DÉBATS : A l’audience publique du 05 juin 2025
GREFFIER : Mme LE GALL, greffier
ARRET prononcé publiquement le 25 septembre 2025 à 14h00 par mise à disposition de l’arrêt au greffe de la cour, les parties en ayant été préalablement avisées dans les conditions prévues au deuxième alinéa de l’article 450 du code de procédure civile et signé par Mme COURTADE, Conseillère, pour le président empêché et Mme LE GALL, greffier
*
* *
La SAS CKL Habitat, société créée en 2022, exploite une activité commerciale de travaux de maçonnerie, terrassement et entreprise générale de bâtiment.
Considérant que la société CKL habitat était débitrice de la somme de 13.083,34 euros au titre des cotisations et majorations contractuelles de retards dues pour la période du 31 mai 2022 au 31 décembre 2023, la Caisse de congés payés du bâtiment de la région Nord-Ouest (CIBTP-NO) l’a assignée par acte de commissaire de justice du 31 janvier 2024, devant le tribunal de commerce de Caen aux fins de voir ouvrir une procédure de redressement judiciaire à son encontre.
Par jugement du 26 juin 2024, le tribunal de commerce de Caen a notamment :
— dit le créancier recevable et bien fondé en sa demande ;
— constaté l’état de cessation des paiements de la SAS CKL habitat ;
— ouvert la procédure de redressement judiciaire prévue aux articles 1.631-1 et suivants du code de commerce à l’encontre de la SAS CKL habitat ;
— fixé la date de cessation des paiements au 26 décembre 2022, sans préjudice de l’action en report prévue par les articles L.631-8 alinéa 2 et L.641-1 IV du code de commerce ;
— ordonné l’emploi des dépens en frais privilégiés de procédure.
Par déclaration du 9 juillet 2024, la SAS CKL habitat a formé appel de ce jugement.
Par ordonnance de référé du 19 juillet 2024, le premier président de la cour d’appel de Caen a :
— ordonné l’arrêt de l’exécution provisoire dont se trouve assorti de droit le jugement rendu par le tribunal de commerce de Caen le 26 juin 2024 ;
— dit que le greffe du tribunal de commerce de Caen devra procéder aux formalités de publicité subséquentes au BODACC et dans les journeaux d’annonces légales habilités ;
— dit que les dépens seront pris en frais privilégiés de procédure.

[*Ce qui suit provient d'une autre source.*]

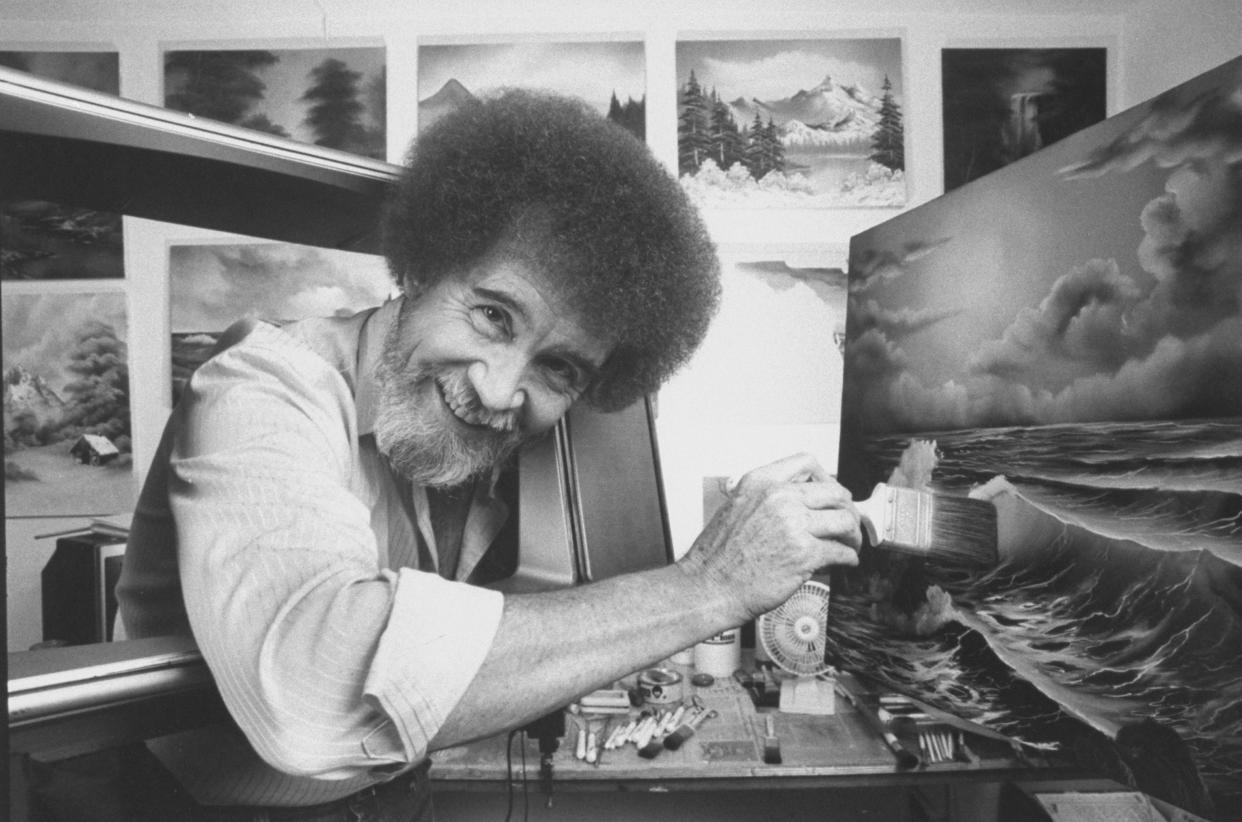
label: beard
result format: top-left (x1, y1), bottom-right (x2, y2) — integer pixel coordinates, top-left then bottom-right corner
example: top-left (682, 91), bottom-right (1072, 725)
top-left (375, 324), bottom-right (527, 488)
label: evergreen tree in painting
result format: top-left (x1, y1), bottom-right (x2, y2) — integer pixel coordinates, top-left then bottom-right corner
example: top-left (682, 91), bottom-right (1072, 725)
top-left (871, 75), bottom-right (905, 171)
top-left (764, 117), bottom-right (785, 171)
top-left (164, 51), bottom-right (283, 133)
top-left (677, 71), bottom-right (712, 174)
top-left (609, 92), bottom-right (647, 140)
top-left (301, 57), bottom-right (364, 151)
top-left (299, 57), bottom-right (385, 159)
top-left (62, 322), bottom-right (129, 451)
top-left (708, 89), bottom-right (745, 169)
top-left (745, 112), bottom-right (785, 180)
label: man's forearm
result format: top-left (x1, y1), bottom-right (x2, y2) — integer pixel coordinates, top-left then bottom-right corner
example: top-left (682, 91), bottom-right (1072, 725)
top-left (431, 565), bottom-right (745, 749)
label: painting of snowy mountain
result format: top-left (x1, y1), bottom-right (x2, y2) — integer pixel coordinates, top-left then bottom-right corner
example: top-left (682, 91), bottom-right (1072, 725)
top-left (419, 41), bottom-right (647, 139)
top-left (677, 38), bottom-right (907, 209)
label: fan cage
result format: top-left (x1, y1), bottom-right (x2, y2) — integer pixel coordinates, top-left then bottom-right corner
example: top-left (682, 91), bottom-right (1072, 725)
top-left (758, 580), bottom-right (831, 677)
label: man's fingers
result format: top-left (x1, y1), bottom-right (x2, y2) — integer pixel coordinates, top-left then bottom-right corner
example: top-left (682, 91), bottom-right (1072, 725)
top-left (794, 478), bottom-right (853, 510)
top-left (807, 508), bottom-right (862, 550)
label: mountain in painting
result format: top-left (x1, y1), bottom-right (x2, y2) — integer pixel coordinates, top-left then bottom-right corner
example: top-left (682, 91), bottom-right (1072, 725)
top-left (730, 75), bottom-right (881, 148)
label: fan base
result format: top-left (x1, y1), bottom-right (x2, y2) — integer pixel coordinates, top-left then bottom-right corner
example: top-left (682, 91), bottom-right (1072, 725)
top-left (780, 677), bottom-right (837, 714)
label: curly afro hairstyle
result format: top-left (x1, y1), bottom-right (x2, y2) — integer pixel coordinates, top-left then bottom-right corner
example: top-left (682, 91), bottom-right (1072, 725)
top-left (384, 91), bottom-right (720, 411)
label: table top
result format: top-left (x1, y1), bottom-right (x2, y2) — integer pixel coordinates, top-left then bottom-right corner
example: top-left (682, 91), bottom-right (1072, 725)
top-left (431, 674), bottom-right (1054, 787)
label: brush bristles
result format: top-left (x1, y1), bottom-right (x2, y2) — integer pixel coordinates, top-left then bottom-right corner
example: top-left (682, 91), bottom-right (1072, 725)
top-left (932, 495), bottom-right (997, 565)
top-left (877, 487), bottom-right (997, 565)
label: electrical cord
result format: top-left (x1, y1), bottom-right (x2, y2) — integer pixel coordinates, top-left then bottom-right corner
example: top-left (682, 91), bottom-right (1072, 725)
top-left (504, 728), bottom-right (530, 822)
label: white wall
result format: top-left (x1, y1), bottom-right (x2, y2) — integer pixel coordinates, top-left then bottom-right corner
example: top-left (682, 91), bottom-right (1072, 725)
top-left (0, 0), bottom-right (1242, 649)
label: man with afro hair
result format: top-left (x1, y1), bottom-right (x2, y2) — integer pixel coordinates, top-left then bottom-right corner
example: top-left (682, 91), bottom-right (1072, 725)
top-left (118, 91), bottom-right (861, 820)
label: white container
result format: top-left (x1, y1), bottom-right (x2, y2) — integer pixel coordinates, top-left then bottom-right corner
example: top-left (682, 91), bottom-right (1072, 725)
top-left (694, 628), bottom-right (741, 678)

Par dernières conclusions déposées le 23 décembre 2024, l’appelante demande à la cour de :
— Déclarer recevable et bien-fondé l’appel interjeté par la société CKL habitat,
— Infirmer le jugement entrepris,
Statuant à nouveau,
— Débouter la Caisse de congés payés du bâtiment de la région Nord-Ouest de ses demandes,
— Condamner la Caisse de congés payés du bâtiment de la région Nord-Ouest à régler la somme de 5.000 euros à titre de dommages-intérêts à la société CKL habitat,
— Condamner la Caisse de congés payés du bâtiment de la région Nord-Ouest à payer la somme de 5.000 euros à la société CKL habitat sur le fondement de l’article 700 du code de procédure civile ainsi qu’aux entiers dépens.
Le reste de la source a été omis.